Как-то утром, отправившись за покупками, она увидела на площади Лекурба четыре немецких грузовика. Их охраняли часовые в касках и с винтовками. Под брезентом чуть виднелись чьи-то лица; чьи-то руки старались раздвинуть зеленые с коричневым полотнища, делали какие-то знаки. В нескольких шагах от часовых держалась группа французов. Мать подошла ближе.
— Кто там? — спросила она.
— Пленные, их везут в Германию.
— Солдаты?
— Кажется, да, но, кажется, есть и штатские.
Мать не знала никого из толпившихся здесь любопытных. Она постояла, походила, обошла вокруг грузовиков, держась на почтительном расстоянии от часовых, затем вернулась к группе французов. Отыскала того, с кем перед этим разговаривала, и спросила:
— А поговорить с пленными они нам позволят?
— Не думаю. Попробуйте, тогда сами увидите.
Говоривший был высокого роста, широкоплечий. Он наклонился, отвечая ей. Вдруг он рассмеялся:
— Вас они, во всяком случае, не заберут, в гренадеры вы не годитесь — ростом не вышли.
Она улыбнулась и отошла. Ей надо было подумать. Но она не могла. Она разглядывала часовых, всех по очереди, смотрела на грузовики, старалась увидеть хоть кого-нибудь из пленных, но брезент был крепко привязан и увидеть удавалось только глаз, или краешек куртки, или чьи-то пальцы.
Человек, говоривший с матерью, подошел к ней.
— Вы, верно, хотите справиться о ком-нибудь из близких?
Она пожала плечами:
— Я знаю, это глупо, но что поделаешь, все же хочется попытать счастья.
— Спросите кого-нибудь из охраны, может, разрешит.

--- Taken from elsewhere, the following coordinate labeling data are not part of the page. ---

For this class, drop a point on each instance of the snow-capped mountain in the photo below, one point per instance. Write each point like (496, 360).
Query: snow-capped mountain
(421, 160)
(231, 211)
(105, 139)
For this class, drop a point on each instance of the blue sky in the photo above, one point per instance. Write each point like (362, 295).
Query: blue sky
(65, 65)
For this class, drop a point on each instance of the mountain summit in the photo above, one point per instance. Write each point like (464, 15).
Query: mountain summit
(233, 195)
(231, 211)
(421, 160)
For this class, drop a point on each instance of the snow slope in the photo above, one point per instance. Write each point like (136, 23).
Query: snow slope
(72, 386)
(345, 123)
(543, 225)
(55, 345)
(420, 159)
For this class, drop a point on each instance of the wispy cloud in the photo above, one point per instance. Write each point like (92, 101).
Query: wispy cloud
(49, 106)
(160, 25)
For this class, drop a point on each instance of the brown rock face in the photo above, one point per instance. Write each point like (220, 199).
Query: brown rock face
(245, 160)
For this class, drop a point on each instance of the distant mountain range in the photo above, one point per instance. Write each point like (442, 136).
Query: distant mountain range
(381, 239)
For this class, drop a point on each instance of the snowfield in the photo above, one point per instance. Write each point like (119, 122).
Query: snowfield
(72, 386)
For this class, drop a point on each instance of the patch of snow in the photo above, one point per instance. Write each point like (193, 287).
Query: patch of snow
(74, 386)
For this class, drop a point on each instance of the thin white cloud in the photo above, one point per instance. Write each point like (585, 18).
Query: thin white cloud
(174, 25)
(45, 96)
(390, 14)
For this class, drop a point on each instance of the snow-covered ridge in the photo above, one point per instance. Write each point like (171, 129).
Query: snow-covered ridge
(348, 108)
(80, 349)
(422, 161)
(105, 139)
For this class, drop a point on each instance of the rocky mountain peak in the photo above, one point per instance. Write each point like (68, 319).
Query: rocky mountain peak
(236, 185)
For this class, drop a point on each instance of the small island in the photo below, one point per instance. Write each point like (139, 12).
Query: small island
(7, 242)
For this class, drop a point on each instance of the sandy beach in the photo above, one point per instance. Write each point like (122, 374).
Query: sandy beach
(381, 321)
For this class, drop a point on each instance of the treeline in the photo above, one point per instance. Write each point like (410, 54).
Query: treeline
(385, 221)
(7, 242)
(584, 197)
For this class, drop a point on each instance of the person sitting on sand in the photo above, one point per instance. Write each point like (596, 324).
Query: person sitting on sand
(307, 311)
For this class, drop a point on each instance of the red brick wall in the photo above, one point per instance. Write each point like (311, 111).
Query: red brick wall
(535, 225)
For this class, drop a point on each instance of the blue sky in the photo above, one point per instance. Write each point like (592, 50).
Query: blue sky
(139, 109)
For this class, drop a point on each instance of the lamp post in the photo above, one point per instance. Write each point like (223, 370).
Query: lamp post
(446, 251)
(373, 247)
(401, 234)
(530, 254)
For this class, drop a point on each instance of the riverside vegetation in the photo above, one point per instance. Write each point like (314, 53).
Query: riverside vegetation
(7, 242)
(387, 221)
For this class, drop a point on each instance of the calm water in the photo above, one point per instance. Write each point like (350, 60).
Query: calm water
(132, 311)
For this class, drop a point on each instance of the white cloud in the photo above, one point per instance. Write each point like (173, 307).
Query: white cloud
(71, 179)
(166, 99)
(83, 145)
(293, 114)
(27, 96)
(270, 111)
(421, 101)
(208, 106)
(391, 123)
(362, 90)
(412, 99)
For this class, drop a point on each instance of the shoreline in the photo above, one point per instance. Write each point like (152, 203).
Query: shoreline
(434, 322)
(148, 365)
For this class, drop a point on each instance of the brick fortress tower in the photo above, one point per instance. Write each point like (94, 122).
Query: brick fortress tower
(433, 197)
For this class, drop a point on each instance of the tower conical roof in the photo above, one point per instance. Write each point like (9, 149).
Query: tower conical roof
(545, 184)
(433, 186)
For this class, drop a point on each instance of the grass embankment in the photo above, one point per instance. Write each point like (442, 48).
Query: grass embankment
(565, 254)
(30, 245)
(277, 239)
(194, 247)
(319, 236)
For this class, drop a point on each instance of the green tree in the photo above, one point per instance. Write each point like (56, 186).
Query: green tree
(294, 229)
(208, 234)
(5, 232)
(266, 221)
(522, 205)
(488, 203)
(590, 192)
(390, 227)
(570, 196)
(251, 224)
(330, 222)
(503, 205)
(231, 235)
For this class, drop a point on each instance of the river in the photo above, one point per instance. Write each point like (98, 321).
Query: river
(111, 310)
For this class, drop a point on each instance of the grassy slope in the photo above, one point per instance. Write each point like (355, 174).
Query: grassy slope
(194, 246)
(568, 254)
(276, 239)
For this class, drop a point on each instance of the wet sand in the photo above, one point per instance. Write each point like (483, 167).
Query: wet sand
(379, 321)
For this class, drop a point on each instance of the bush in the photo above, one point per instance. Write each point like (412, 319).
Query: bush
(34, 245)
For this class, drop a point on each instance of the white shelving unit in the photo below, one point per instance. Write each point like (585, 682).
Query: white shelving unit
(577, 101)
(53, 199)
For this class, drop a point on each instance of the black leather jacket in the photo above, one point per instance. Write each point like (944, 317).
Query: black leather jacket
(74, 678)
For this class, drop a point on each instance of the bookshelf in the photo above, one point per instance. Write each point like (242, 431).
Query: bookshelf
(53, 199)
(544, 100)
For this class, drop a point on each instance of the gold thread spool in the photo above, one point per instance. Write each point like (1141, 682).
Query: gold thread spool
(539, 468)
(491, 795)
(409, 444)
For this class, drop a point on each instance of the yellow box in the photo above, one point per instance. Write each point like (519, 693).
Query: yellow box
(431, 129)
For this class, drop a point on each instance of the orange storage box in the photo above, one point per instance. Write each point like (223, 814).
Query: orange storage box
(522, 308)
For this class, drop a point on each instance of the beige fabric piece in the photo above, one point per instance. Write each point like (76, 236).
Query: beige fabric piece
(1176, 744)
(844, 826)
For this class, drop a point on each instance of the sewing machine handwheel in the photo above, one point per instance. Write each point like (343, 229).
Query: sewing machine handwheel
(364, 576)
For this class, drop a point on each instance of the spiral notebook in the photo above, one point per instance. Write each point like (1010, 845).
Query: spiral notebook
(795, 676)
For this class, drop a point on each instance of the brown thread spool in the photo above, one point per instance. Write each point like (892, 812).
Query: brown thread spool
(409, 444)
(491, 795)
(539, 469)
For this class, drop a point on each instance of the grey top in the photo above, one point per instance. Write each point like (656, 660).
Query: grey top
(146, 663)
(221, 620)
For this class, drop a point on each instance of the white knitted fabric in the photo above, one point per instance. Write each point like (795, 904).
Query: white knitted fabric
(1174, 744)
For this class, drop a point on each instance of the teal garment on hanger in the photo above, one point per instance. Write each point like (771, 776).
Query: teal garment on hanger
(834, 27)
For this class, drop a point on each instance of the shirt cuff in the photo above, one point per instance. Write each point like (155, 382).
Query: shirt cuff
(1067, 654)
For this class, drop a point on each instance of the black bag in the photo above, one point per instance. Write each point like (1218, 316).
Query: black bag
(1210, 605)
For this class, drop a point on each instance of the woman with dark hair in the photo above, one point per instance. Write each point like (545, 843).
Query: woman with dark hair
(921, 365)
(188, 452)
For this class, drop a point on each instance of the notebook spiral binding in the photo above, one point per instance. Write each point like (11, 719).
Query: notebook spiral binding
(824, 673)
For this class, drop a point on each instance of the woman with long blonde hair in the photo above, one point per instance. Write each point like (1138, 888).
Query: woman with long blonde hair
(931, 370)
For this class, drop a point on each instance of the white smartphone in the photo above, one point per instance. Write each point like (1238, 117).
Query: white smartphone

Она помолчала и только потом призналась:
— Я боюсь.
— Чем вы рискуете?
— Сама не знаю.
— Абсолютно ничем.
— Но тут стоят люди, они увидят…
Он улыбнулся и спросил:
— Вы, должно быть, хотите справиться о сыне?
— Да.
— Это никого не касается. А знаете, ради сына…
Он не закончил.
— Вы думаете, они поймут, если я обращусь к ним по-французски?
— Попробуйте.
От нее до ближайшего часового было пять-шесть метров, не больше. Немец, человек лет тридцати, длинный и худой, чуть сутулый, в слишком большой по его голове каске — отчего лицо казалось очень маленьким, — уставился пустым взглядом в пространство.
— Ступайте, ступайте, — повторил мужчина. — Вон, смотрите, тот — дядя-достань-воробушка — как будто славный парень.
У матери подкашивались ноги. Вначале, узнав, что это пленные, которых везут в Германию, она просто подумала: раз они едут с юга, может, кто случайно знает что-нибудь о Жюльене. Теперь она больше не раздумывала. Кровь стучала в висках, в ушах звенело, и сквозь этот шум, заглушавший звуки улицы, какой-то голос твердил: «Жюльен там, в одном из грузовиков. Он тебя видит. Это он кричит. Они кричат все сразу, а ты слишком взволнована и потому не можешь различить его голос, но он кричит. Наверняка, кричит. Он там, он тебя видел. Он зовет тебя: «Мама! Мама!»